SNP tersebut sebenarnya juga bisa dimanfaatkan dalam menolak pasal RKHUP yang berpotensi membatasi secara sewenang-wenang hak atas kebebasan berkumpul dan berorganisasi. “Pasal penghinaan pada pemerintah yang sah, berpotensi membatasi secara sewenang-wenang hak atas kebebasan berekspresi,” ujar Mimin.
Dia juga tidak sepakat dengan pidana mati yang terdapat di draft RKUP yang dianggap melanggar hak hidup. “Terkait hukuman mati, merupakan bentuk dari pelanggaran hak hidup yang merupakan supreme rights meskipun pidana mati menjadi pidana alternatif. Komnas HAM merekomendasikan SNP Hak untuk Bebas dari Segala Bentuk Penyiksaan,” ucap Mimin.
Kemudian, Komnas HAM juga menyayangkan kategori pelanggaran HAM berat sebagai tindak pidana biasa dalam RKUHP. Padahal pelanggaran HAM berat merupakan extraordinary crime. “Komnas HAM merekomendasikan SNP Pemulihan Hak-hak Korban Pelanggaran HAM yang Berat,” ucap Mimin.

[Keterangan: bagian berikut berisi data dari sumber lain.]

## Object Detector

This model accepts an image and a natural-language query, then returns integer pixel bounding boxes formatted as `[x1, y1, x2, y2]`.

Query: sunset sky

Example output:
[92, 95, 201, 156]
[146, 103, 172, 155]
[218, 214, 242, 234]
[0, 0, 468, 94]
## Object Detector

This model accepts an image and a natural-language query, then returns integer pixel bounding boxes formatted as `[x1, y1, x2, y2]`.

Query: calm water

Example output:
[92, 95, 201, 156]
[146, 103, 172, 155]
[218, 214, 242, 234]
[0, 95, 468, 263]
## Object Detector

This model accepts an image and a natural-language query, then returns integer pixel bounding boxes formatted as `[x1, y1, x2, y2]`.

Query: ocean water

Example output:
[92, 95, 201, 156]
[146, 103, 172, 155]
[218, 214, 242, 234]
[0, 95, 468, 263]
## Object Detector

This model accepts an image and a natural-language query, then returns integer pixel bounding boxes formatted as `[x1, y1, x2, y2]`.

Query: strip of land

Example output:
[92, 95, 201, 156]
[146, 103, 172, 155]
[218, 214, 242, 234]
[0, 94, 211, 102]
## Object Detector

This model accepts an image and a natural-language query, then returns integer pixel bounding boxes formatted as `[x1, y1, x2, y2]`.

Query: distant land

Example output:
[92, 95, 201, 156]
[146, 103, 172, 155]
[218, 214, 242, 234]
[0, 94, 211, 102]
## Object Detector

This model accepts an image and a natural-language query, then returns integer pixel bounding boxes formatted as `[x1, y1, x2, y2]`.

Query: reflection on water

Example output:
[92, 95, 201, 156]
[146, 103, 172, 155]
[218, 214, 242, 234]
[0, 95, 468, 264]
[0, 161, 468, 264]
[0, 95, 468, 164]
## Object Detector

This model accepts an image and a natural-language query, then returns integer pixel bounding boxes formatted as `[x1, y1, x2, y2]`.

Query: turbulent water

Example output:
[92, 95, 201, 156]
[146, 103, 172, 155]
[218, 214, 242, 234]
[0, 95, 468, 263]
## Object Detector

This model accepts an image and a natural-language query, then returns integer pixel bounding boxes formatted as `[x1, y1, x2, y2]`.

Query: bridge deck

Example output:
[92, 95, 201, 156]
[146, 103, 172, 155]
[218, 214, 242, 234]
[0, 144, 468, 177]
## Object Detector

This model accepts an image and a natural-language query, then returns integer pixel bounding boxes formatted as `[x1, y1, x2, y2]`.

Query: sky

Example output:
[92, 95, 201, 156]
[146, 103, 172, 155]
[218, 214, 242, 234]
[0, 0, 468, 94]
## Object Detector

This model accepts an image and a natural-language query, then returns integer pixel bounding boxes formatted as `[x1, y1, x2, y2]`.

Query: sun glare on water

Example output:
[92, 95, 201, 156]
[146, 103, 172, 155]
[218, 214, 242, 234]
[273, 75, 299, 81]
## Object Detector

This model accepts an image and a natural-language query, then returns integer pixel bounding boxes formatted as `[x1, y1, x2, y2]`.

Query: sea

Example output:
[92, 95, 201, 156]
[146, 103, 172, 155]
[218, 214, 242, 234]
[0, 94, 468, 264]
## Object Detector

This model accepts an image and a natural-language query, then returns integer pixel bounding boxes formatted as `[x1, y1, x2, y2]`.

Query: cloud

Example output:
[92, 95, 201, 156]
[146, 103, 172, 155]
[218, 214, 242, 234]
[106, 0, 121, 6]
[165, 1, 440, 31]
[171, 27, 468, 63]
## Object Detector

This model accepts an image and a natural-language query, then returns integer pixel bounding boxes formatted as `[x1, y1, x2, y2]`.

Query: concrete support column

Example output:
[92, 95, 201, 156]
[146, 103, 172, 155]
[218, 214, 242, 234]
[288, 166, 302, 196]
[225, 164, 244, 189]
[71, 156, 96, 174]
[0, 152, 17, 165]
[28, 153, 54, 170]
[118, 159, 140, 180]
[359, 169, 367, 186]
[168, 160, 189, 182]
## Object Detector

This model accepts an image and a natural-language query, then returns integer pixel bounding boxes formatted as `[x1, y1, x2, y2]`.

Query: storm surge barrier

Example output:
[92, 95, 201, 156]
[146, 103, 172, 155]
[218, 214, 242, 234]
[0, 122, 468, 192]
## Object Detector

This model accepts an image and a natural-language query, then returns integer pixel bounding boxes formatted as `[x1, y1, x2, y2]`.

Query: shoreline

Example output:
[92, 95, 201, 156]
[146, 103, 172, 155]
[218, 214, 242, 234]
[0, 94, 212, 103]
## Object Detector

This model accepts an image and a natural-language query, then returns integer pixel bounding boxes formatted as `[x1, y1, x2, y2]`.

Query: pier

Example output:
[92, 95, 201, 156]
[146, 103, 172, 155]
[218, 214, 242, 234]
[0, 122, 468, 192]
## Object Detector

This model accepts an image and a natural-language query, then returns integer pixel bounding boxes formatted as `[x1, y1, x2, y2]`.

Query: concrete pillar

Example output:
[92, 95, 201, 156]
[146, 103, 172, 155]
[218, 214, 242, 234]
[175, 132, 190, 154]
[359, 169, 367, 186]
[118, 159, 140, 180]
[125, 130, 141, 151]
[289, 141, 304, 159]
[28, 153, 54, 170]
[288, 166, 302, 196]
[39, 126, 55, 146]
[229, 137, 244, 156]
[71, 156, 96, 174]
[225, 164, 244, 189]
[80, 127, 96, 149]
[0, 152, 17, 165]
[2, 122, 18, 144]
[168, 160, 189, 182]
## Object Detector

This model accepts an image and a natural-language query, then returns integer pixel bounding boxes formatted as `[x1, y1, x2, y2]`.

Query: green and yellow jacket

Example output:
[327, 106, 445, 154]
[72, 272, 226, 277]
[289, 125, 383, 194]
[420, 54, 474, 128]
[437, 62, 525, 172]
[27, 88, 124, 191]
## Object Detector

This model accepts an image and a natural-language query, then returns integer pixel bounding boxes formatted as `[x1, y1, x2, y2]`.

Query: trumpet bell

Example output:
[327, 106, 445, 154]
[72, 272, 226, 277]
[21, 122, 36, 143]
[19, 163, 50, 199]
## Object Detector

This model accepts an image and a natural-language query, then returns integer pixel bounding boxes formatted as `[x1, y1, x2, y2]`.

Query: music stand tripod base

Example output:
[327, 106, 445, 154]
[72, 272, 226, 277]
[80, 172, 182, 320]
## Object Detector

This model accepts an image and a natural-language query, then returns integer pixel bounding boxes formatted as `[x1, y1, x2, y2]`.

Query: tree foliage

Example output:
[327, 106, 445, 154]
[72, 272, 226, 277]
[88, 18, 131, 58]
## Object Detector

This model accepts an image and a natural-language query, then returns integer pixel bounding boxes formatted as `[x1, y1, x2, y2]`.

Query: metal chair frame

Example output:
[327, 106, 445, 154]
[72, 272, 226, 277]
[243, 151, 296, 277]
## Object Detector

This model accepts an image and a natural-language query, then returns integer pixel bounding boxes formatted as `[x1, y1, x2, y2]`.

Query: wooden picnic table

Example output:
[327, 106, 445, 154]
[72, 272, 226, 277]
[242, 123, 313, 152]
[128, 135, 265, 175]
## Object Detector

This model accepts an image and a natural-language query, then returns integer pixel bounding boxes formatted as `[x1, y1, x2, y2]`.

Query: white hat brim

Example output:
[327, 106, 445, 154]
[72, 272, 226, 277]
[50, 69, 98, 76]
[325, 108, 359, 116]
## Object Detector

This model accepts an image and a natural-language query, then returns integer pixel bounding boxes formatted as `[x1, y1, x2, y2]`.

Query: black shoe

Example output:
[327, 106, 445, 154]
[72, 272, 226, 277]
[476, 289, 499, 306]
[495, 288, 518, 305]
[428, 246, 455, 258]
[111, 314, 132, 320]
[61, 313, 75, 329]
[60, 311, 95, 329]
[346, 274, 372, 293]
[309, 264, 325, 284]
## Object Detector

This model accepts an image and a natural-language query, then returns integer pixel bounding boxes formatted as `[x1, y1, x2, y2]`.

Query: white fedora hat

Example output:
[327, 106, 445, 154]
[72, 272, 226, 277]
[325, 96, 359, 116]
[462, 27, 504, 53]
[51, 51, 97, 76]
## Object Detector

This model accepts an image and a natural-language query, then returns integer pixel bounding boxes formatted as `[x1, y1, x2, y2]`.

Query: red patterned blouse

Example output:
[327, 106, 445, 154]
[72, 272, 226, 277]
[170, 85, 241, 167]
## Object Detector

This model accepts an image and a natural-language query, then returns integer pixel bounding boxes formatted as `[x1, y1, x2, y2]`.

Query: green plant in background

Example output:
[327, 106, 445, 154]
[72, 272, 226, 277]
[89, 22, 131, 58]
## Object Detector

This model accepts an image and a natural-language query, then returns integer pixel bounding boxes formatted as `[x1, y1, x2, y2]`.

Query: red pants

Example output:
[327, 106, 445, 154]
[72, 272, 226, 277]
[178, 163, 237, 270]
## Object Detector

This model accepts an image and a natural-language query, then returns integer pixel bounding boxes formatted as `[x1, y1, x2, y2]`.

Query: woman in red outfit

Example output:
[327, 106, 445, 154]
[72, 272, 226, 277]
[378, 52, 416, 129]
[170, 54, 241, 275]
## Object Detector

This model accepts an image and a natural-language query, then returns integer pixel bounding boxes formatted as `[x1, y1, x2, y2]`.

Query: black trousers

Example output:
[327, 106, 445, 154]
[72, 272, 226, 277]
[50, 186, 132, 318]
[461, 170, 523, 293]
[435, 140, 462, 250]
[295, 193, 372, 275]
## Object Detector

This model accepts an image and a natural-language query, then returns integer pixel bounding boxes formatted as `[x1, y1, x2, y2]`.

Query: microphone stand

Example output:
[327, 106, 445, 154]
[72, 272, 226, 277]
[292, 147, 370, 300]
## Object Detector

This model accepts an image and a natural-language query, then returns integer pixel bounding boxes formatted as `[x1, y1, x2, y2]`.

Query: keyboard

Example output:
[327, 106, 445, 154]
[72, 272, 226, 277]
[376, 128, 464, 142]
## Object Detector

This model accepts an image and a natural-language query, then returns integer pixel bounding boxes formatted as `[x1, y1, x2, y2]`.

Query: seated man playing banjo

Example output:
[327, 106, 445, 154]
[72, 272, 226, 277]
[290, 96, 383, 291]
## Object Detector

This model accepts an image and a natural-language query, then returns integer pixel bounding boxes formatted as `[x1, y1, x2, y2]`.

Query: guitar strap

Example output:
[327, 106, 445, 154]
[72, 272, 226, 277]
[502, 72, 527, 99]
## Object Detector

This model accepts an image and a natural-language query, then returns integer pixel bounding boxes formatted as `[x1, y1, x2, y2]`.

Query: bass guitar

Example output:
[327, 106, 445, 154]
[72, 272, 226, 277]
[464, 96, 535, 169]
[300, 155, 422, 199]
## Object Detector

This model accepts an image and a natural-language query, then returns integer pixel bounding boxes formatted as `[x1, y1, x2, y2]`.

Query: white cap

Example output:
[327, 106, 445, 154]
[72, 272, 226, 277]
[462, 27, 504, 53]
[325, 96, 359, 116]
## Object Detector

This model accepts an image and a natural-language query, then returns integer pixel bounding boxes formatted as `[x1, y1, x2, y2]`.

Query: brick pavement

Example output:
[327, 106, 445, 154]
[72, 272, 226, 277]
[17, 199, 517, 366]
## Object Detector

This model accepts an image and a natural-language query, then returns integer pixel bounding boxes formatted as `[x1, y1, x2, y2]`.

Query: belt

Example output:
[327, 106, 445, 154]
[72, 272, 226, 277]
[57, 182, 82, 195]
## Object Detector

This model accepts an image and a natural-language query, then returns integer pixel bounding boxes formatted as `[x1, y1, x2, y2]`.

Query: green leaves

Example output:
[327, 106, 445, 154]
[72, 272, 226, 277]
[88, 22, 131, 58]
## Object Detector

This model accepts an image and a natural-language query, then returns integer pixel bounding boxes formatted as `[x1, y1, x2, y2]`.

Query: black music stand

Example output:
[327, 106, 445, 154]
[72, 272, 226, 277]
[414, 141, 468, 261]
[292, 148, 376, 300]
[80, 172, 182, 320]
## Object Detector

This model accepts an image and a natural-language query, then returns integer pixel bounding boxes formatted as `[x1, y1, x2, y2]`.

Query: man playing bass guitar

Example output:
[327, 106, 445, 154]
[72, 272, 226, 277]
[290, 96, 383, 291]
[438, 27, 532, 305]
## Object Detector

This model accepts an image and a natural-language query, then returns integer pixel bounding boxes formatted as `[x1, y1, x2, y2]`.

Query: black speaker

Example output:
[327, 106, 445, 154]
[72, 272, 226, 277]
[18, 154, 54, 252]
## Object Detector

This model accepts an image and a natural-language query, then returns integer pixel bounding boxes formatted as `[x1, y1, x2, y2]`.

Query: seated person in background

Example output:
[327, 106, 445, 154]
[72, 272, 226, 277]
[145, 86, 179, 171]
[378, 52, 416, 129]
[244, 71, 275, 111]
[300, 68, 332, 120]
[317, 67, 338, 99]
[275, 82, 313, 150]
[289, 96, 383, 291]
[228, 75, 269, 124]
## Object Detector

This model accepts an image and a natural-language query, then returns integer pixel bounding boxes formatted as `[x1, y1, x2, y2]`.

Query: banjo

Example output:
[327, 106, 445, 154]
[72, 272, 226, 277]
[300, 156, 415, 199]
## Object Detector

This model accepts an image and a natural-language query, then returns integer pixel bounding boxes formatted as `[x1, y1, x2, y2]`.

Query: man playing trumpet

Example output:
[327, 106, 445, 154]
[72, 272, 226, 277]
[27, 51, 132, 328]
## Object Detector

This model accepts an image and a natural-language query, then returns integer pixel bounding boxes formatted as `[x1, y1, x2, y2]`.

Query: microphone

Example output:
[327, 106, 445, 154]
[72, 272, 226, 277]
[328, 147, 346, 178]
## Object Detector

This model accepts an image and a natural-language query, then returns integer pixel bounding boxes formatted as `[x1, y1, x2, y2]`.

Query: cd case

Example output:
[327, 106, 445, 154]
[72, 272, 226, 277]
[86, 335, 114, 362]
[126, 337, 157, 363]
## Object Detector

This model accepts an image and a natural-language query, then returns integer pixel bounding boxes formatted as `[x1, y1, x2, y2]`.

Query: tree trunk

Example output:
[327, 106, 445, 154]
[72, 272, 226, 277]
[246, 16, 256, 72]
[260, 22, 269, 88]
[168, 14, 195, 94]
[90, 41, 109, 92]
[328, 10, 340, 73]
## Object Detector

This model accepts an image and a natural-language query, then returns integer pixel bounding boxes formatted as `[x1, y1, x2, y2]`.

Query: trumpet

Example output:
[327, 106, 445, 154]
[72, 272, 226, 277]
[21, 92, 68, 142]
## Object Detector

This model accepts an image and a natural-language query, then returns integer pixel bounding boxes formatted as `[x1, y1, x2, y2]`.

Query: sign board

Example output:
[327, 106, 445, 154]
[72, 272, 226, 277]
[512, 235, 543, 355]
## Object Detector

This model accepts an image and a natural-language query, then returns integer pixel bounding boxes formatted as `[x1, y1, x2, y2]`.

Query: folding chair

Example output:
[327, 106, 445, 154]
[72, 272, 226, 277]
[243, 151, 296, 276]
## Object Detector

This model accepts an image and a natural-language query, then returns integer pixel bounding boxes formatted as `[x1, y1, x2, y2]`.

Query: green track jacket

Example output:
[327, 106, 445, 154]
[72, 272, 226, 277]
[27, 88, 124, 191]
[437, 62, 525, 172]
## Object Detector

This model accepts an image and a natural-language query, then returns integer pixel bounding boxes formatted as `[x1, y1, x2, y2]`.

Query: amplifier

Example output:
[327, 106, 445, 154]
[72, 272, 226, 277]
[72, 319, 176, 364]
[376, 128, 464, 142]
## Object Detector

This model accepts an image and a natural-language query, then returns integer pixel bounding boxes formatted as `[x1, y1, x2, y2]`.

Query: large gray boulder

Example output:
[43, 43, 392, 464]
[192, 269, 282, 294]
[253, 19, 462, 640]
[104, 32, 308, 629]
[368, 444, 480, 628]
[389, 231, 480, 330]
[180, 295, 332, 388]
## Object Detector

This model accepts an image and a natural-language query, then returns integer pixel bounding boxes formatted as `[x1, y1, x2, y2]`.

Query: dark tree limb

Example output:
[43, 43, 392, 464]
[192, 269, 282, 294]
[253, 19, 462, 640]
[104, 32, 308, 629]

Selain itu, Mimin menyinggung pasal mengenai penodaan agama dalam RKUHP yang berpotensi membatasi secara sewenang-wenang hak atas kebebasan berekspresi dan hak atas kebebasan beragama dan berkeyakinan. Oleh karena itu, Komnas HAM merekomendasikan SNP Hak atas Kebebasan Berpendapat dan Berekspresi serta SNP Hak atas Kebebasan Beragama dan Berkeyakinan.
“Untuk pasal mengenai kekuatan ghaib, mengancam pidana bagi mereka yang melakukan praktik-praktik tradisional diantaranya untuk tujuan kesehatan. Komnas HAM merekomendasikan SNP Hak atas Kesehatan,” tegas Mimin.
Sebelumnya, Wakil Menteri Hukum dan Hak Asasi Manusia (Wamenkumham) Edward Omar Sharif Hiariej mengatakan, pasal yang berkaitan dengan penyerangan kehormatan terhadap presiden dan wakil presiden tetap ada dalam draf final revisi Kitab Hukum Undang-Undang Pidana (RKUHP). Namun, dia menegaskan, yang terkena tindak pidana adalah orang yang melakukan penghinaan, bukan kritik.
“Jadi yang dilarang itu penghinaan, bukan kritik,” ujar pria yang akrab disapa Eddy itu di Gedung Nusantara II, Kompleks Parlemen, Jakarta, Rabu (06/07/2022).